Using Allegations of Rape in Grab for Power
By Jonah Goldberg
TownHall.com
Nine males were accused of
being part of a heinous rape. The alleged injustice
fomented a mob mentality. An enraged community
wanted to skip any talk of a serious investigation,
never mind a trial, and go straight to the
punishment.
I'm not talking about the now-discredited
allegations against fraternity members at the
University of Virginia, but of the legendary case of
the Scottsboro Boys, nine African-American teenagers
falsely accused of rape in Alabama in 1931. Despite
testimony from one of the women that she had made up
the whole thing, the Scottsboro Boys were convicted
in trial after trial. All served time either in jail
or prison.
Scottsboro is a landmark case in the history of the
civil rights movement and the American justice
system. Sadly, it was hardly an outlier. There's a
long, tragic history of African-American men being
wrongly accused and convicted of rape. The most
notorious recent example is the 1989 case of the
Central Park Five in which four African-American
teens and one Latino were wrongly accused and
convicted of brutally raping a white woman in New
York.
Clearly, the injustices involved in these cases are
far greater than what transpired at UVA. No one at
the Phi Kappa Psi fraternity faced the death penalty
or went to jail. But the lessons learned and
principles involved are timeless and universal;
everyone deserves the presumption of innocence.
Apparently, Zerlina Maxwell disagrees. She writes in
the Washington Post: "We should believe, as a matter
of default, what an accuser says. Ultimately, the
costs of wrongly disbelieving a survivor far
outweigh the costs of calling someone a rapist."

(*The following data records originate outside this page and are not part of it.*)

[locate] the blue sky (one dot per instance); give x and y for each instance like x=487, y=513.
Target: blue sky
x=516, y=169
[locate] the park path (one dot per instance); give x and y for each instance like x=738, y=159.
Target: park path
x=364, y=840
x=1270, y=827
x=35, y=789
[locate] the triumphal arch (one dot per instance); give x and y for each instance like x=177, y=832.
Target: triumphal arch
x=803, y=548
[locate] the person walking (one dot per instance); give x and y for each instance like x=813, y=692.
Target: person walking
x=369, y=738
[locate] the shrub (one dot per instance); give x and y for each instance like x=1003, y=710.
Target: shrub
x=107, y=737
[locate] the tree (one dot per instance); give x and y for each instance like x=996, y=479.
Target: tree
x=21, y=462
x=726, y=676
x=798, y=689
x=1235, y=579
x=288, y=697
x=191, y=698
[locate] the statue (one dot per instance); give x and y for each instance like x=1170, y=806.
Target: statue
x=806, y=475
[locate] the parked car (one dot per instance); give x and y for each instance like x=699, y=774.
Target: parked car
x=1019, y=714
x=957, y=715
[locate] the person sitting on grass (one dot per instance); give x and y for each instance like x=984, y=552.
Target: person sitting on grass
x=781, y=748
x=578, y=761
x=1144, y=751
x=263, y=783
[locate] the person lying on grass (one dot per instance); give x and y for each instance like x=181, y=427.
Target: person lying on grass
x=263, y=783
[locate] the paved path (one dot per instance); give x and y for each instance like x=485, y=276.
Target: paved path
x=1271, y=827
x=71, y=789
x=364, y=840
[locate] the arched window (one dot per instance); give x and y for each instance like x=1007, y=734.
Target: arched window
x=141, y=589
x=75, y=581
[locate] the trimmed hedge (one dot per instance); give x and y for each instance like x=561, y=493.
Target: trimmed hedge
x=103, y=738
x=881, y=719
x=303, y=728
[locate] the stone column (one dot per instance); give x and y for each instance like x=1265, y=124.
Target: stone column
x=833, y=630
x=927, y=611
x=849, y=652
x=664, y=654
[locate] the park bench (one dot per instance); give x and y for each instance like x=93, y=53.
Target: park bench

Let's cut to the chase. Maybe I live in a cocoon of
some kind, but it seems to me that as terrible and
unjust as it surely can be, the stigma of having
been raped is hardly as deleterious to one's
reputation as the stigma of being accused of being a
rapist. I don't think I know anyone who would
discriminate against a rape victim. I'd like to
think I don't know anyone who wouldn't discriminate
against a rapist.
Back to Zerlina Maxwell. She is a lawyer openly
advocating the defenestration of the bedrock of
American law: the presumption of innocence. More
amazing and sad, she's not alone.
In the wake of revelations that Rolling Stone
reported as fact an unsubstantiated story of
institutionalized gang rape, many feminist activists
have dug in, saying, in effect, the truth shouldn't
matter, or at least it shouldn't matter very much --
not when there's a "rape epidemic" engulfing college
campuses. I put the term in quotation marks because
I believe this alleged epidemic is largely a
deliberate political fabrication.
Obviously, rapes happen. But this "epidemic" would
have to coincide with a decades-long decline in
forcible rapes and a decades-long increase in public
intolerance for sexual assault and harassment.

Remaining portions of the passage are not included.